[Michael Hong wrote](https://forum.azimuthproject.org/discussion/comment/18542/#Comment_18542):
> I think not knowing that we have to define another relation \$$\le\$$ on \$$\mathrm{Ob}(\mathcal{X})\$$ is what confused me the most when I first attempted to understand the past few lectures.

But we _don't_ have to define another relation on \$$\mathrm{Ob}(\mathcal{X})\$$. Not in general, anyway. The theorem you're referencing is taking any given **Bool**-enriched category and constructing a preorder out of the information it contains. This is a theorem _about_ **Bool**-enriched categories, not a requirement of their definition. It wouldn't work this way for, say, **Cost**-categories. That's why we say that **Bool**-categories "are" preorders, and **Cost**-categories "are" Lawvere metric spaces -- each has a "straightforward" way to convert between the two concepts.

As John says in this lecture:
> We've managed to define preorders in a new, more abstract, more confusing way!

At present, \$$\mathcal{V}\$$-enriched categories are just sets \$$S\$$ with an associated map \$$\mathcal{X} : S \times S \to \mathcal{V}\$$ into a monoidal preorder. We require \$$\mathcal{X}\$$ to satisfy some additional properties, so it can't be just any such map, but it _is_ a map.
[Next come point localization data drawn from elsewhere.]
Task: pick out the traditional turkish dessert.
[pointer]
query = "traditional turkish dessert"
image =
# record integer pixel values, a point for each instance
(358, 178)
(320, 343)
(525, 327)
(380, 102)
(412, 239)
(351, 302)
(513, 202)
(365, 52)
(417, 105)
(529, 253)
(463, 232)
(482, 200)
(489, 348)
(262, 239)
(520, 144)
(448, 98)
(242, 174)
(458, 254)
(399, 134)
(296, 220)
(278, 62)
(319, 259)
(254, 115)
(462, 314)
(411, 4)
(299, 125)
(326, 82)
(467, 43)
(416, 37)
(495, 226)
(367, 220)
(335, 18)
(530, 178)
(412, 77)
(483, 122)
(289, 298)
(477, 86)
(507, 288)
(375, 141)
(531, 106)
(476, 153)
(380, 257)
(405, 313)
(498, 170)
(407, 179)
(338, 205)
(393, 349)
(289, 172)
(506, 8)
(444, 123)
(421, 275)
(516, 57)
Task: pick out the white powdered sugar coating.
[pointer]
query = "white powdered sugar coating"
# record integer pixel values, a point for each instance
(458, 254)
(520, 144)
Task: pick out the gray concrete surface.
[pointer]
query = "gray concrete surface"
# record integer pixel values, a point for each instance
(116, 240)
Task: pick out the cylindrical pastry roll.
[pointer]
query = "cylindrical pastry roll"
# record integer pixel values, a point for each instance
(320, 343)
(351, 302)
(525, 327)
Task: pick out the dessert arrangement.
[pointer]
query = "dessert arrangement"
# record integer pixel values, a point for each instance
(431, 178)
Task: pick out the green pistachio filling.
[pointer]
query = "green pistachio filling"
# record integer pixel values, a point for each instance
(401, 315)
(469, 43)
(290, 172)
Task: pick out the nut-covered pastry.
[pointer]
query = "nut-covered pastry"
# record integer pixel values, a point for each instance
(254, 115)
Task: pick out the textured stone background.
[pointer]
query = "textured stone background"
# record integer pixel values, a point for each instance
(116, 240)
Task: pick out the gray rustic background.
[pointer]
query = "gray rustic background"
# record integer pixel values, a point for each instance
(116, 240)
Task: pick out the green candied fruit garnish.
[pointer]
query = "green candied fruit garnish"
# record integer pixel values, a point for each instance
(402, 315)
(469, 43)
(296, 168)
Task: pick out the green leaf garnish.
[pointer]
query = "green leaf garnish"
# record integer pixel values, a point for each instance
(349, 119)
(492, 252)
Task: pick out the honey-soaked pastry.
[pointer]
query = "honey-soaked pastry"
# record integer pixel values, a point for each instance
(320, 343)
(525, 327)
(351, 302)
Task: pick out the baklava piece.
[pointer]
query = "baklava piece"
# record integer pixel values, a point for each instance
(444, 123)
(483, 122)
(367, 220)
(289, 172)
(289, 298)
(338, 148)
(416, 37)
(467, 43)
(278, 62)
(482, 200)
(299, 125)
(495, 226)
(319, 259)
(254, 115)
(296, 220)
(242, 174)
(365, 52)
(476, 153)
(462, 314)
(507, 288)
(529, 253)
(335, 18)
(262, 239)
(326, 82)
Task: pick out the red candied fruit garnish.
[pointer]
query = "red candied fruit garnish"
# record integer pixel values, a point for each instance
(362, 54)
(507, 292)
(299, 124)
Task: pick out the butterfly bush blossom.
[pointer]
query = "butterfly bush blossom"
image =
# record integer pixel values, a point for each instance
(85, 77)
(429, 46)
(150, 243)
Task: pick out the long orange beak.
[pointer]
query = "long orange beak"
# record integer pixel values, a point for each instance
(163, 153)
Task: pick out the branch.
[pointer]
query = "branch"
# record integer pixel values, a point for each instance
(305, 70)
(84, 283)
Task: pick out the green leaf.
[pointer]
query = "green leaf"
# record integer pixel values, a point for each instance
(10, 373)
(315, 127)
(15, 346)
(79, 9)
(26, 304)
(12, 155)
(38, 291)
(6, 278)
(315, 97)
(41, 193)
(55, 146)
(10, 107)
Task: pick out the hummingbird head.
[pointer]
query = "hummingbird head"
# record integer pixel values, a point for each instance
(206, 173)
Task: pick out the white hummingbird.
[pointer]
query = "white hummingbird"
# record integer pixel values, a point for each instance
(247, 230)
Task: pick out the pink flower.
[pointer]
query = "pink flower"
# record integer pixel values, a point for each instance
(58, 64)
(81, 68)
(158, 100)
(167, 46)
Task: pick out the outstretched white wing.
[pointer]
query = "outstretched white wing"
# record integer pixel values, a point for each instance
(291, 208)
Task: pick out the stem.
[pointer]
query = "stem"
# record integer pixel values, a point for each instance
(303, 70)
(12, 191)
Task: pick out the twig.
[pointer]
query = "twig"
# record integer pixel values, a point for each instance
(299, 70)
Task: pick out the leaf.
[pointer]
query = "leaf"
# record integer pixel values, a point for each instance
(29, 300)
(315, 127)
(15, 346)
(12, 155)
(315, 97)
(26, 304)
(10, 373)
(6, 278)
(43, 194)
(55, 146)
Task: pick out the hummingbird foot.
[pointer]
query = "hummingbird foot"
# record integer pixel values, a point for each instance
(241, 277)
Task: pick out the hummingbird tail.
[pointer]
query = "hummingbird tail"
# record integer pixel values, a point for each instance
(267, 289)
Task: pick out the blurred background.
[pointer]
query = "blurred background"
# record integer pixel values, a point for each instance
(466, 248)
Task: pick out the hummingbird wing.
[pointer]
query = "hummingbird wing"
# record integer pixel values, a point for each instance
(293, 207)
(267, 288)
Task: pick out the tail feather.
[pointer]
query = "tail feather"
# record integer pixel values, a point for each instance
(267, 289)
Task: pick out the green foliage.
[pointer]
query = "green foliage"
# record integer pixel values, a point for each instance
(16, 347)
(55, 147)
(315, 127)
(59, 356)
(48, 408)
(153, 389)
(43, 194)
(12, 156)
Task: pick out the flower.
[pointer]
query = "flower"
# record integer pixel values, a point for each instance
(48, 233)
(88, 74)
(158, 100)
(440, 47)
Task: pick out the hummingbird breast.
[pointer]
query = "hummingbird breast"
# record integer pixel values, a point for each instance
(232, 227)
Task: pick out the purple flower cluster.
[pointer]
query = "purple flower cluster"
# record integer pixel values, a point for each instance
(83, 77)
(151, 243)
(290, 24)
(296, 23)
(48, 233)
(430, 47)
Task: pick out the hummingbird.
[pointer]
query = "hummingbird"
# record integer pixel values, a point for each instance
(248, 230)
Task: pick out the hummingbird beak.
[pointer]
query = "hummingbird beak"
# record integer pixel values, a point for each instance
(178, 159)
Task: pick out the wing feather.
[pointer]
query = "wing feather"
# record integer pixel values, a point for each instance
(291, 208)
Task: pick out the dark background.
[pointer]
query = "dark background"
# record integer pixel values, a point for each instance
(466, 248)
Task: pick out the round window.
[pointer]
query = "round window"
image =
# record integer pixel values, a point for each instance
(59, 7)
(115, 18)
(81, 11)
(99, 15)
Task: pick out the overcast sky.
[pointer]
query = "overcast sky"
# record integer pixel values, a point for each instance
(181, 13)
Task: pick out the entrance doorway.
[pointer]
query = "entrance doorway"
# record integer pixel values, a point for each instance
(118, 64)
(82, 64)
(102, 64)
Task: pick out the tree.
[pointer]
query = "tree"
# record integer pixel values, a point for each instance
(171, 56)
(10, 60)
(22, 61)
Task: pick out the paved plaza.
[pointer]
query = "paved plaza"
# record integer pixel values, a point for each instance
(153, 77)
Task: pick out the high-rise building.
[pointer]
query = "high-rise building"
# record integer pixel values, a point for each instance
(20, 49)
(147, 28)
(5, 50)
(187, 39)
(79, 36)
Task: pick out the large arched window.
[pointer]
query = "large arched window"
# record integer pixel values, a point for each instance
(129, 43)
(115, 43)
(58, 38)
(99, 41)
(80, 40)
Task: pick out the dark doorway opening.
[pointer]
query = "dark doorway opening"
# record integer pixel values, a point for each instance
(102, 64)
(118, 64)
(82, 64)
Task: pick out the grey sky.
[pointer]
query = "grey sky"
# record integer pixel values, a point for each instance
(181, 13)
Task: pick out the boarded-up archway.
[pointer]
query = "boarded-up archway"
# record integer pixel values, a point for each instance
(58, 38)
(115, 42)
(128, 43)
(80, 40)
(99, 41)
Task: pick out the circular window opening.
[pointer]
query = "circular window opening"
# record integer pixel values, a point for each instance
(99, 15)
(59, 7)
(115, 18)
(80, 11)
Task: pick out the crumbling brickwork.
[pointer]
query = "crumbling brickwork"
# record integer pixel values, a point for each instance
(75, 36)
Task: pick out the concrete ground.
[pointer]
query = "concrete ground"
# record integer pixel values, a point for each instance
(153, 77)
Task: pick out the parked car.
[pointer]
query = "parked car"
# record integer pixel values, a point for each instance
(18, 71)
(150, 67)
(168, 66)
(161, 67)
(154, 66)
And for whatever reason, we tend to prioritize the map instead of the set in our notation, denoting \$$S\$$ by \$$\mathrm{Ob}(\mathcal{X})\$$.

When \$$\mathcal{V}\$$ is **Bool**, \$$\mathcal{X}\$$ has the form \$$S \times S \to \mathbf{Bool}\$$, which [as Christopher notes](https://forum.azimuthproject.org/discussion/comment/18545/#Comment_18545) is the form of the characteristic function for a binary relation on \$$S\$$. This gives a convenient stepping stone in the interconvertability between **Bool**-enriched categories and preorders (which are just particularly nice binary relations).